Currently, summer school is in session at Villa for 3- to 5-year-olds in the morning and 4- to 6-year-olds in the afternoon.
While munching on saltine crackers and cranberries, one 3-year-old boy expressed his enthusiasm for his favorite classroom activity. "I like playing with the animals," he said with a huge grin, pointing to a box full of plastic jungle animal figures. "I like the lions and the tigers the best."
Though the school relies on word-of-mouth to attract applicants, its 60 spots are always in high demand. Students are admitted on a first-come first-serve basis, and there is usually a waiting list."
We always have the best of the best. All of our teachers are Montessori-certified, and all have a bachelors of science in early childhood education," says Mirjana Krtolica , director of the school.
Teachers, it seems, also win the confidence of their young students."I love my teacher. She tells me how to count. She tells me how I can sing and dance. She knows how to...um...she knows everything!" one 5-year-old girl said.
Over the past 40 years, Villa Montessori has undergone some fundamental changes, such as a growth in the number of students and a more advanced academic curriculum, especially in math and science, with interactive classroom activities.
The school's basic values, however, have remained unchanged. For example, the education of students in basic life skills such as interacting well with other students and respect for others is equally as important as academics. During a morning class, two boys sit on the floor. They fit colorful blocks carved in the shapes of the seven continents into their corresponding holes on a flat wooden map. "That's Africa!" announced one of the four-year-olds. "This one is Asia!" one boy said, helping his classmates fill in the missing piece.
Alicia Taam, administrative assistant of the school and a parent, emphasizes that skills taught in the classroom are closely tied to those used at home. The students, for example, are taught how to wash dishes, hang their jackets and do other chores normally done for them at home."
Children are taught to use household items in the classroom. We also emphasize the completion of the whole process.
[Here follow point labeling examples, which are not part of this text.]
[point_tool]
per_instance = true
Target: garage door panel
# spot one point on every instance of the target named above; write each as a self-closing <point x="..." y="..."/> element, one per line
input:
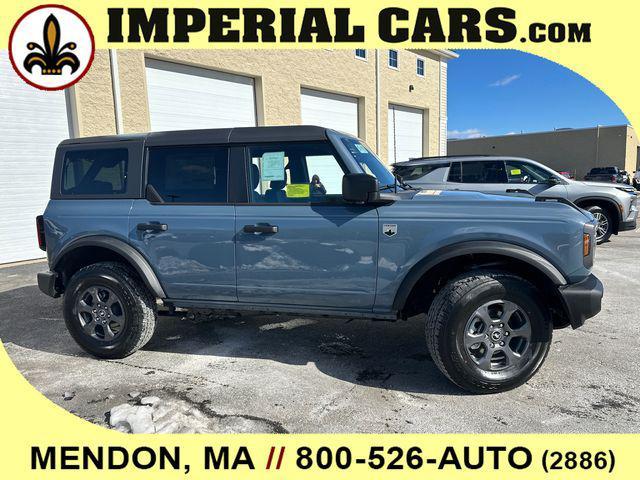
<point x="405" y="135"/>
<point x="330" y="110"/>
<point x="33" y="123"/>
<point x="183" y="97"/>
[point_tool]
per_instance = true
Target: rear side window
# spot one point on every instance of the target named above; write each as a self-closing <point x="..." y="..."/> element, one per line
<point x="197" y="174"/>
<point x="478" y="172"/>
<point x="95" y="172"/>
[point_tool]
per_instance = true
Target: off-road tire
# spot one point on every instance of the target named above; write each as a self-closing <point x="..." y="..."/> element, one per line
<point x="137" y="302"/>
<point x="456" y="302"/>
<point x="595" y="210"/>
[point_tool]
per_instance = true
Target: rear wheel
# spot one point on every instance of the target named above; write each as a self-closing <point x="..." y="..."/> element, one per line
<point x="604" y="225"/>
<point x="488" y="331"/>
<point x="108" y="311"/>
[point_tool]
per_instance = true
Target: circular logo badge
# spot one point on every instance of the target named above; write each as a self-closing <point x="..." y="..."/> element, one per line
<point x="51" y="47"/>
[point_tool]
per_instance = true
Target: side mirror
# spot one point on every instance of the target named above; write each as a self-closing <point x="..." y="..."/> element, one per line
<point x="360" y="188"/>
<point x="552" y="181"/>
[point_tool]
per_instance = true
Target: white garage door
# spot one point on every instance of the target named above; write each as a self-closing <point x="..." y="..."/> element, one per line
<point x="32" y="123"/>
<point x="405" y="133"/>
<point x="329" y="110"/>
<point x="183" y="97"/>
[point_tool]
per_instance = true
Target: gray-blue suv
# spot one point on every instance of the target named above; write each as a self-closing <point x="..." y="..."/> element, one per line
<point x="307" y="220"/>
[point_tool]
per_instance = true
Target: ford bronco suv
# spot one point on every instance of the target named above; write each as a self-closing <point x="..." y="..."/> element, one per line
<point x="307" y="220"/>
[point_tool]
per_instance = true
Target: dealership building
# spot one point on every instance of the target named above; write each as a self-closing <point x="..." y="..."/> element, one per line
<point x="395" y="100"/>
<point x="575" y="150"/>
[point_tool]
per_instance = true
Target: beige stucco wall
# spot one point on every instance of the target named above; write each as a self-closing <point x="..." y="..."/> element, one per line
<point x="576" y="150"/>
<point x="94" y="99"/>
<point x="279" y="76"/>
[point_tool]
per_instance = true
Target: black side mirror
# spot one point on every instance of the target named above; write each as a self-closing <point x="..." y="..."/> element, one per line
<point x="360" y="188"/>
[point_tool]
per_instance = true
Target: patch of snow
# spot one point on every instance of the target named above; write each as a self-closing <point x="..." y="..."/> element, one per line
<point x="155" y="415"/>
<point x="288" y="325"/>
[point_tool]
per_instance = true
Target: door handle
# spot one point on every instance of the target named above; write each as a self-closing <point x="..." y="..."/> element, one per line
<point x="152" y="227"/>
<point x="260" y="229"/>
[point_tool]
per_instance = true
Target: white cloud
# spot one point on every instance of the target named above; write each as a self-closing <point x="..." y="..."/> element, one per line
<point x="503" y="82"/>
<point x="468" y="133"/>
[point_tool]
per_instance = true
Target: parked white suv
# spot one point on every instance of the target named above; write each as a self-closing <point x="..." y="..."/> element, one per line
<point x="612" y="204"/>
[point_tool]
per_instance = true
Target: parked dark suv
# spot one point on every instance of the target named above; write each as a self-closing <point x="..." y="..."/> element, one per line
<point x="307" y="220"/>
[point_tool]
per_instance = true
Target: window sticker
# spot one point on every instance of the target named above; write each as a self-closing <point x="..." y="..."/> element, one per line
<point x="272" y="164"/>
<point x="361" y="148"/>
<point x="297" y="190"/>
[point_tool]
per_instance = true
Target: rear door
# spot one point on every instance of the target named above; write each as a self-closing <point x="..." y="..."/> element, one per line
<point x="298" y="242"/>
<point x="187" y="233"/>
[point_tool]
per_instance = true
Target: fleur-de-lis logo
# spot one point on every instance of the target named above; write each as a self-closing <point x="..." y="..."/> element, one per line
<point x="51" y="57"/>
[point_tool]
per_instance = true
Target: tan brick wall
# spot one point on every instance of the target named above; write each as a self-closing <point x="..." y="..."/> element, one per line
<point x="279" y="76"/>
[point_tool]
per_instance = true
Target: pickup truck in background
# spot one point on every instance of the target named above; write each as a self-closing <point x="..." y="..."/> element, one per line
<point x="606" y="174"/>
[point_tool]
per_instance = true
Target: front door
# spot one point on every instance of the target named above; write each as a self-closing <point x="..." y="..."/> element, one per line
<point x="297" y="242"/>
<point x="188" y="235"/>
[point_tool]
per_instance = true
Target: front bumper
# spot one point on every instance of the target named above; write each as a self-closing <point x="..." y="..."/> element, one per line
<point x="582" y="300"/>
<point x="47" y="283"/>
<point x="628" y="225"/>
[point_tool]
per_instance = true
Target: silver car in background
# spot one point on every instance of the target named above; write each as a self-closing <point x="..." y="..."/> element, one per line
<point x="614" y="205"/>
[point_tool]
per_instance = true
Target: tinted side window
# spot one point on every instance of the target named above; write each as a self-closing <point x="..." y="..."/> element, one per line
<point x="197" y="174"/>
<point x="523" y="172"/>
<point x="295" y="173"/>
<point x="95" y="172"/>
<point x="455" y="172"/>
<point x="484" y="172"/>
<point x="413" y="173"/>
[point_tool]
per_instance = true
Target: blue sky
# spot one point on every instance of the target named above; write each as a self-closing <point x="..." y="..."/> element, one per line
<point x="503" y="92"/>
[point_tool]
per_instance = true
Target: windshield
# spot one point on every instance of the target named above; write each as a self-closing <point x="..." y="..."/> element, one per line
<point x="368" y="161"/>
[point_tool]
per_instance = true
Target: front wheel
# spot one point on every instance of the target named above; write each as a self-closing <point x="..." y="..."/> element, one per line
<point x="488" y="331"/>
<point x="604" y="225"/>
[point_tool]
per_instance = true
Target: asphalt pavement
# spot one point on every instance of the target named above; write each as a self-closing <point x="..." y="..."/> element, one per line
<point x="291" y="374"/>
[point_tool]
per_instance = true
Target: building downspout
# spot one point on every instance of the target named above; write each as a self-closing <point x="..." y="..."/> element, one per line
<point x="378" y="106"/>
<point x="597" y="144"/>
<point x="115" y="88"/>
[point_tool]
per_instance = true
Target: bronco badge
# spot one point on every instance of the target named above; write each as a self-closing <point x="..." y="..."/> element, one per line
<point x="390" y="229"/>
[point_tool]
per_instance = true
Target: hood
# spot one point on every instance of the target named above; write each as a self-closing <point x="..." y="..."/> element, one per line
<point x="616" y="186"/>
<point x="470" y="199"/>
<point x="605" y="184"/>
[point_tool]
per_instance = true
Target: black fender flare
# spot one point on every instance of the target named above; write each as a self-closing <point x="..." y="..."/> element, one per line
<point x="475" y="247"/>
<point x="133" y="256"/>
<point x="614" y="204"/>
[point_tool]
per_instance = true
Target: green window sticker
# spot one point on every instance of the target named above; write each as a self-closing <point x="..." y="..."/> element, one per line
<point x="272" y="164"/>
<point x="297" y="190"/>
<point x="361" y="148"/>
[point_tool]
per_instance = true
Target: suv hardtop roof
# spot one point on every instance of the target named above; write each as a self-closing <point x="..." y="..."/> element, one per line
<point x="457" y="158"/>
<point x="217" y="135"/>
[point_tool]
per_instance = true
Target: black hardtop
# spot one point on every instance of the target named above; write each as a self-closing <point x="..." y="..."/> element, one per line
<point x="455" y="158"/>
<point x="214" y="136"/>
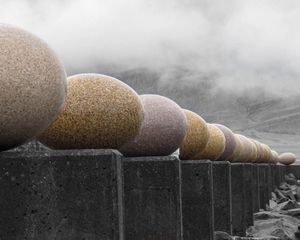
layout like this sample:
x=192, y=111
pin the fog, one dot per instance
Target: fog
x=236, y=44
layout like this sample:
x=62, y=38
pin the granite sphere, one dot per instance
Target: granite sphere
x=237, y=150
x=274, y=157
x=247, y=153
x=230, y=142
x=266, y=153
x=196, y=138
x=163, y=130
x=259, y=151
x=287, y=158
x=100, y=112
x=32, y=86
x=215, y=146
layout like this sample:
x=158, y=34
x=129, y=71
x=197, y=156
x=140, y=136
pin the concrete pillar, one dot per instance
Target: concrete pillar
x=256, y=196
x=61, y=195
x=238, y=203
x=222, y=196
x=152, y=200
x=197, y=200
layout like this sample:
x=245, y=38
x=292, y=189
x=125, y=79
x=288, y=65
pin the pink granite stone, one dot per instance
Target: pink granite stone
x=230, y=142
x=32, y=86
x=163, y=129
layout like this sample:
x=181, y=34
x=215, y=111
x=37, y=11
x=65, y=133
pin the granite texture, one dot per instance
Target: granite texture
x=215, y=146
x=248, y=150
x=100, y=112
x=237, y=150
x=32, y=86
x=266, y=156
x=229, y=140
x=163, y=130
x=274, y=157
x=196, y=138
x=287, y=158
x=259, y=149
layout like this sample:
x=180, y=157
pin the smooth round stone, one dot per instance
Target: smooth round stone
x=237, y=150
x=259, y=151
x=266, y=153
x=100, y=112
x=247, y=153
x=196, y=138
x=230, y=142
x=163, y=130
x=274, y=157
x=287, y=158
x=215, y=146
x=32, y=86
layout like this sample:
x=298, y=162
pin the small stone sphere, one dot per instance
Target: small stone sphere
x=247, y=153
x=32, y=86
x=274, y=157
x=266, y=153
x=254, y=153
x=163, y=130
x=196, y=138
x=215, y=146
x=259, y=151
x=287, y=158
x=229, y=140
x=237, y=150
x=100, y=112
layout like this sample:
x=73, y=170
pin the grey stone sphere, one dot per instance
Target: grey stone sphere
x=287, y=158
x=230, y=142
x=32, y=86
x=163, y=129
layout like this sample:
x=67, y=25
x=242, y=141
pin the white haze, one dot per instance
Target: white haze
x=240, y=43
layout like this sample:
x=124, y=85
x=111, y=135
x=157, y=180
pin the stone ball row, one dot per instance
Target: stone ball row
x=88, y=111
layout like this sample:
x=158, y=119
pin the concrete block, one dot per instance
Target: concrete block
x=197, y=200
x=256, y=201
x=152, y=200
x=222, y=196
x=61, y=195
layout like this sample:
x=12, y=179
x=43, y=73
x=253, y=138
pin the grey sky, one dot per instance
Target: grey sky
x=242, y=43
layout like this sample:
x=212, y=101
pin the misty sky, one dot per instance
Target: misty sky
x=241, y=43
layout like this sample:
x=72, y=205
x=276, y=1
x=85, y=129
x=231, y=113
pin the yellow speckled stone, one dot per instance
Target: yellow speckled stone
x=258, y=150
x=215, y=146
x=287, y=158
x=100, y=112
x=196, y=138
x=247, y=153
x=32, y=86
x=266, y=153
x=237, y=150
x=274, y=157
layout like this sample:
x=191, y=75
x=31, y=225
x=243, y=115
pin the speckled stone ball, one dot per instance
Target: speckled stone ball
x=196, y=138
x=163, y=130
x=215, y=146
x=230, y=142
x=258, y=150
x=100, y=112
x=247, y=150
x=32, y=86
x=287, y=158
x=237, y=150
x=266, y=153
x=274, y=157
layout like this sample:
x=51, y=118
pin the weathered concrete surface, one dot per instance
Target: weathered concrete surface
x=152, y=200
x=60, y=195
x=197, y=200
x=222, y=196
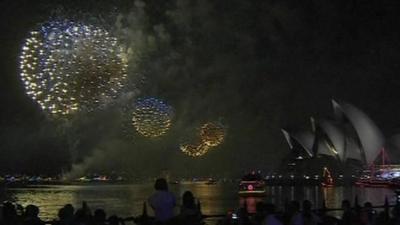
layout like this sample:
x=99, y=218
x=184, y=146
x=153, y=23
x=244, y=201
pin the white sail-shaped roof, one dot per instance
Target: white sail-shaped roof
x=324, y=149
x=368, y=133
x=305, y=139
x=336, y=136
x=353, y=150
x=287, y=137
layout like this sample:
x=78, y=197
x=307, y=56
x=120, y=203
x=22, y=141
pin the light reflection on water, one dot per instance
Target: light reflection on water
x=127, y=200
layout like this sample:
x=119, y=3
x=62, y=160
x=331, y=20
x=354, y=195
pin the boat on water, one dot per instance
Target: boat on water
x=328, y=180
x=211, y=181
x=252, y=185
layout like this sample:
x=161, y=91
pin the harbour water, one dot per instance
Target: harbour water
x=127, y=200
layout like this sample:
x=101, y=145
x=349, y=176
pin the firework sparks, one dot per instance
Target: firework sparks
x=68, y=66
x=212, y=134
x=152, y=117
x=194, y=150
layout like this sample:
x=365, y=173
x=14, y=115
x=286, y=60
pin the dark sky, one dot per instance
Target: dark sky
x=256, y=65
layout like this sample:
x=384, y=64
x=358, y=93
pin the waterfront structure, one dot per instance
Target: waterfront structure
x=351, y=134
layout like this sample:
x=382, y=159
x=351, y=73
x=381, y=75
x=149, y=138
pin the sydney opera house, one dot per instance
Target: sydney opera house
x=350, y=135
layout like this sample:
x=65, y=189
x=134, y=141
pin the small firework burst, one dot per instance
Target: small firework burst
x=212, y=134
x=152, y=117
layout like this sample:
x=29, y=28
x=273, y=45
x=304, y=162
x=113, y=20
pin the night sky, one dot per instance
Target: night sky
x=257, y=66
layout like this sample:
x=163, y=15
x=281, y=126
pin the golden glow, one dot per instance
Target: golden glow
x=67, y=65
x=212, y=134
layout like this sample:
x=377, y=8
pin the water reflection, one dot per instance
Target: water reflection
x=250, y=203
x=127, y=200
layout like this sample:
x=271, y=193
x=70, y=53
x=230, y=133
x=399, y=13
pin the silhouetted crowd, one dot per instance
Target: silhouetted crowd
x=297, y=214
x=163, y=203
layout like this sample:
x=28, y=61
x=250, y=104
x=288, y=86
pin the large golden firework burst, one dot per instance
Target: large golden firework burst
x=68, y=66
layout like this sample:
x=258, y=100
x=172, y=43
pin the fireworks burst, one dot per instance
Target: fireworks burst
x=212, y=134
x=68, y=66
x=152, y=117
x=194, y=150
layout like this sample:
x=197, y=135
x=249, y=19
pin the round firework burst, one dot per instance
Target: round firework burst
x=212, y=134
x=194, y=150
x=152, y=117
x=68, y=66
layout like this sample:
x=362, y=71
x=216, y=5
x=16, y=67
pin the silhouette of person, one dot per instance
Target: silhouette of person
x=162, y=201
x=189, y=212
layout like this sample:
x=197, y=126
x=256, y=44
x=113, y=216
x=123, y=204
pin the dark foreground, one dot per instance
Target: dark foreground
x=294, y=214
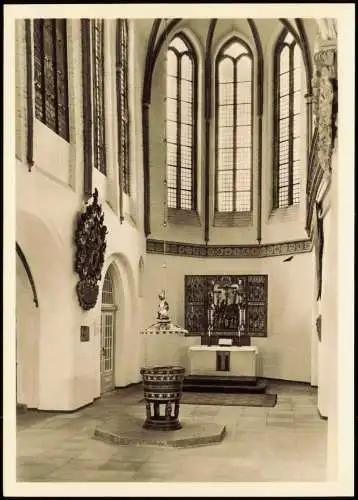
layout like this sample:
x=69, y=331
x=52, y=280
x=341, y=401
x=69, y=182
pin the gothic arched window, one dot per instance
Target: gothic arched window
x=181, y=133
x=288, y=87
x=99, y=141
x=234, y=91
x=51, y=85
x=122, y=103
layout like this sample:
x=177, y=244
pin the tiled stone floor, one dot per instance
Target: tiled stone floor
x=284, y=443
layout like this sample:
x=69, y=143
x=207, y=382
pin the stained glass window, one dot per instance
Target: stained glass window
x=122, y=102
x=287, y=126
x=234, y=127
x=181, y=124
x=50, y=70
x=98, y=95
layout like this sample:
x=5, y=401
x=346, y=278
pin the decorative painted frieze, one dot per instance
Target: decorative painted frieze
x=228, y=251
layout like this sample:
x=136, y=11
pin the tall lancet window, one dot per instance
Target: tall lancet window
x=122, y=103
x=98, y=95
x=181, y=133
x=234, y=90
x=287, y=121
x=51, y=86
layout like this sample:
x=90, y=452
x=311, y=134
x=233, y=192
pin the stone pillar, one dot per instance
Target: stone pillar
x=325, y=99
x=325, y=109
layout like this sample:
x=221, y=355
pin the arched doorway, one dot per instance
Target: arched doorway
x=108, y=323
x=27, y=325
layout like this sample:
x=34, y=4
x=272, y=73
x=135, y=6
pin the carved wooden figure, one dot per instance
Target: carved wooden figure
x=90, y=239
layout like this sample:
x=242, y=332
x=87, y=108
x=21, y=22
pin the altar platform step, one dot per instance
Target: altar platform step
x=223, y=384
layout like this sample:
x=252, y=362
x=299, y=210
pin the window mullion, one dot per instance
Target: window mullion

You take something out, you put it away; you start something, you finish it," Taam says.
The children are not the only ones learning Montessori values .
"We educate the parents also. This is probably the hardest part. We teach them ways to discipline the children at home," Krtolica says. She says the Montessori school environment is an extension of the home environment. "Everything really starts from the home."
One of the school's main focuses is to maintain consistency when it comes to expectations and creation of a daily routine."
We set the tone on the first day, and it continues until the very last day," Taam says. This includes the school's emphasis on independence and self-directed achievements."
The children choose what to do every day, and the teachers are there to guide them," Krtolica says.
One five-year-old girl demonstrates this philosophy when she takes her teacher by the hand and says, "Now I want to play music!" The girl heads for a corner of the room and begins to chime a row of bells set up to include a variety of musical notes. The teacher encourages her. "See, you can make music too. Fantastic."
The Villa, unlike most other schools, does not separate students based on age. This class structure nurtures the school's emphasis on leadership."
The older children are the leaders in the classroom. The younger children look up to the older ones. They learn from the older students, and then they try to become one of them,"Krtolica says.
The school encourages parents to read the recently published book Montessori-the Science Behind the Genius by Angeline Stoll Lillard, which explains philosophy behind Montessori schools.
The 40th anniversary in June was the first such celebration for the school. But it was a big one, also recognized by some dignitaries-- Cupertino Mayor Patrick Kwok, as well as Senators Barbara Boxer and Diane Feinstein offered their congratulations."
It was really exciting," Krtolica says. "We wanted to let the world know that after 40 years, we're still around; it's a milestone."